Spoleto Update: 2012 Festival launches with salt and Glass, Phoenix and Fever

REVELATIONS: Alvin Ailey American Dance Theatre helped launch opening weekend at Spoleto 2012 in Charleston.
  • Nan Melville
  • REVELATIONS: Alvin Ailey American Dance Theatre helped launch opening weekend of Spoleto 2012 in Charleston.
It's only the opening weekend of Spoleto 2012, and already two new operas have had their American premieres, a Japanese artist has moved viewers with simple table salt, a Dublin theatre troupe has delighted audiences, and a classic New York dance company has dazzled the city.

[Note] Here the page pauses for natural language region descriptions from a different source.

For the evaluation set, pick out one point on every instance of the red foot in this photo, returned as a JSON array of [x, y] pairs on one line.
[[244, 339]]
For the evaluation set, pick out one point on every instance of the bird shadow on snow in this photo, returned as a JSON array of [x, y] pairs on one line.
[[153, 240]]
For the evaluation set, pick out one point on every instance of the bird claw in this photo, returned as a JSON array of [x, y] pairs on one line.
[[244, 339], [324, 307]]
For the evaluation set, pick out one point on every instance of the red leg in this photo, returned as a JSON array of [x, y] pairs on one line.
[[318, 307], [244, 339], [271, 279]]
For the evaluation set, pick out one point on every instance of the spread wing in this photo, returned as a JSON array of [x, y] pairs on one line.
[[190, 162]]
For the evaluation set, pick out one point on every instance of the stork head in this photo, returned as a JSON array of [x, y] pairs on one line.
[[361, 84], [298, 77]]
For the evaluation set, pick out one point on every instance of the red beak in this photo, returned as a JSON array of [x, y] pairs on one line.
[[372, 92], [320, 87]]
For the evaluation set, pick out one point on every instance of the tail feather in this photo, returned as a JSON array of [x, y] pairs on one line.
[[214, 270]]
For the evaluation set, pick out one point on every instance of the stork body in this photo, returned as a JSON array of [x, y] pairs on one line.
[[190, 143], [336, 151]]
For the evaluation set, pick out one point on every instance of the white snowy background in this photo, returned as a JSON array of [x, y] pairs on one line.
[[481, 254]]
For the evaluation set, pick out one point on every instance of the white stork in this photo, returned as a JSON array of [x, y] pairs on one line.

The annual arts festival is officially underway in Charleston, South Carolina, having opened on Friday, May 25, and is slated to run for two more weeks.

Philip Glass' Kepler has been produced in Europe before and has been performed in concert versions in the US, but on Saturday, May 25, the work was given its first full-scale US production at Charleston's Sottile Theatre, where it continues through June 2. The repeating arpeggios of Glass' music can test even the most fastidious orchestra's accuracy, but the orchestra, especially during the second act, was able to develop the piece's subtlety and power on opening night. Kepler is an abstract work in which the central drama is a shift in consciousness, as it is in many of Glass' operas: the German astronomer Kepler, who believed that God had hidden himself in the mathematical principles of the universe, fundamentally changed how human beings perceived the cosmos. The chorus ending Act I is especially dramatic as the members of the church sing out an accusational "Vanitas vanitatum" (Vanity of vanities). The church took his work as a challenge to a theistic view of the universe, even though it was not his intention.

Because the piece is so cerebral and meditative, staging it can be a challenge. How do you make a set piece that shows a changing mathematical conception of the universe? Although the minimalist backdrop and simple costumes of the American production do allow for a spacious, undistracted contemplation of Glass' music, things are a bit too static. The feeling is often more oratorio than opera, and a giant screen seems underutilized. When the screen briefly shows a slowly moving, abstract image of a smoky, revolving galaxy, the work truly comes alive.

STAR POWER: Shen Tiemei lights up the stage in Feng Ye Ting.
  • Julia Lynn
  • STAR POWER: Shen Tiemei lights up the stage in "Feng Yi Ting."
Also having its American premiere is contemporary Chinese composer Guo Wenjing's Feng Yi Ting or The Phoenix Pavillion, which opened Saturday, May 26, and continues through June 7 at the Dock Street Theatre. The compact little one-hour two-person opera tells the story of a courtesan who foments a court rivalry towards a bloody end. Under filmmaker Atom Egoyan's taut direction, the show has the eerie, shadow-filled, suspenseful, violent, sinister atmosphere of a film noir. The jaw-droppingly glamorous soprano Shen Tiemei is called upon to carry most of the show in a complicated role in which she is both victim and manipulator, a sacrifice to palace intrigue and its instigator, the beautiful debutante who is far more knowing than she lets on. The show is like an object lesson in the effective combination of set, gorgeous costumes, movement, and music, though its unusual format takes a moment to grasp. The composition harkens back to traditional Chinese forms and utilizes Chinese instruments like the pipa and dizi, but recontextualizes them with touches of more familiar twentieth century classical Western tonalities. Having two such challenging works shown to American audiences for the first time is a daring programming move by Spoleto organizers, and it's a credit to audiences here that they seemed receptive to such widely different types of new music.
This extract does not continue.